Se non siete ancora pieni, provate le sambusa, frittelle di
carne, pesce o verdure. Di contorno può andare bene lo scirò,
una farinata di ceci e altri legumi, cotta in un soffritto di
cipolle e pomodoro. Per i vegetariani ci sono anche il tuntumo
(lenticchie in umido), il bamia (verdure africane) e l’aggià
(grano pestato con pomodoro e curry).
Come dolce viene servito solitamente un piatto mediorientale:
l’halva, una sorta di torrone morbido al sesamo. Le bevande
più comuni sono il mes, vino di miele stagionato, l’areki,
digestivo all’anice e l’immancabile té speziato (vi
aiuterà a digerire e a dissetarvi).
Cucina dell’Africa Occidentale
La tradizione culinaria dell’Africa occidentale è legata a
pochi elementi base, come la manioca, il miglio e le spezie, e
all’uso di salsine di condimento che, a seconda dei paesi,
sono più o meno piccanti. Tuttavia la cucina è ottima ed
estremamente varia.
Saporitissimi intingoli accompagnano piatti di riso bianco,
couscous o polentine di cereali: il “Mafe”, piatto tipico
del Mali, uno spezzatino con verdure e salsa d’arachidi; il
“Boarake” con carne o pesce, foglie di manioca e olio di
palma; la “Yassa”, carne marinata in succo di limone e
accompagnata con senape, cipolle, olive verdi e riso; il “Thié-bou-dienne”

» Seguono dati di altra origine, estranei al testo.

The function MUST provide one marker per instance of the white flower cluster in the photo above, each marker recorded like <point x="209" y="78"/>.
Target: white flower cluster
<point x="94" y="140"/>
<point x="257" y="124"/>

(letteralmente “riso al pesce”), piatto nazionale
senegalese, un ricchissimo risotto di pesce, verdure e
manioca.
Per il dessert, l’immancabile “lait caillè”, una sorta
di yogurt zuccherato ma dal sapore leggermente acidulo.
In ogni ristorante che si rispetti non manca mai il té: è di
prammatica agli appuntamenti tradizionali. Spesso, lo si
prepara alla maniera araba: verde, ristretto il più possibile
e con una pregevole schiuma, frutto di molti travasi. Volendo
essere rigorosi, la tradizione imporrebbe tre tazze di rito:
“La prima amara come la vita, la seconda dolce come l’amore,
la terza soave come la morte”. La prima, insomma, è la più
ostica e forte, l’ultima è la più leggera e annacquata.
Alimentazione
Se la cucina africana ha conquistato i vostri
palati, potete sempre fare da voi e provare a preparare
qualche piatto già apprezzato al ristorante.
Oggigiorno non è più un problema reperire buona parte degli
ingredienti: parecchi negozi di alimentari esotici espongono
infatti una ricca sezione di prodotti africani (dai tuberi
alla frutta, passando per i pesci essiccati...). Anche i grani
di couscous si trovano facilmente. Lo stesso dicasi per le
varie spezie: cumino, ginger, zafferano, cannella e così via
sono oramai presenti sugli scaffali di qualunque supermercato.
Le uniche difficoltà riguardano la cucina eritreo-somala per
la quale non esistono negozi specializzati; in compenso però
nella maggior parte dei ristoranti si vendono gli ingredienti
tipici. Per alcuni piatti del nord Africa, volendo essere
rigorosi, dovreste ricordarvi di alcuni dettami religiosi. La
carne, ad esempio, secondo il Corano deve provenire da un
animale ucciso secondo un rituale preciso che tra l’altro fa
in modo che il sangue possa defluire completamente.
La macellerie “halal” garantiscono in questo senso la
correttezza del procedimento e dunque la “purezza” della
carne. Al contrario di quello che si potrebbe pensare, la
cucina africana offre un ampio ventaglio di pietanze, ricche e
variegate.
Vi consigliamo, dunque, per scoprire sempre nuove golosità,
di consultare qualche ricettario facilmente reperibile in
libreria: “Metti una cena esotica a cena” (Oscar Mondadori,
13 mila lire), “Le più belle ricette del mondo” (Ed.
Giunti, 38 mila lire), “Ricette dal Sud del Mondo” (Ed.
Sonda, 12 mila lire), “Cucina esotica” (Hoelpi manuali, 20
mila lire).
Buona lettura, buona spesa e soprattutto ... Buon appetito!.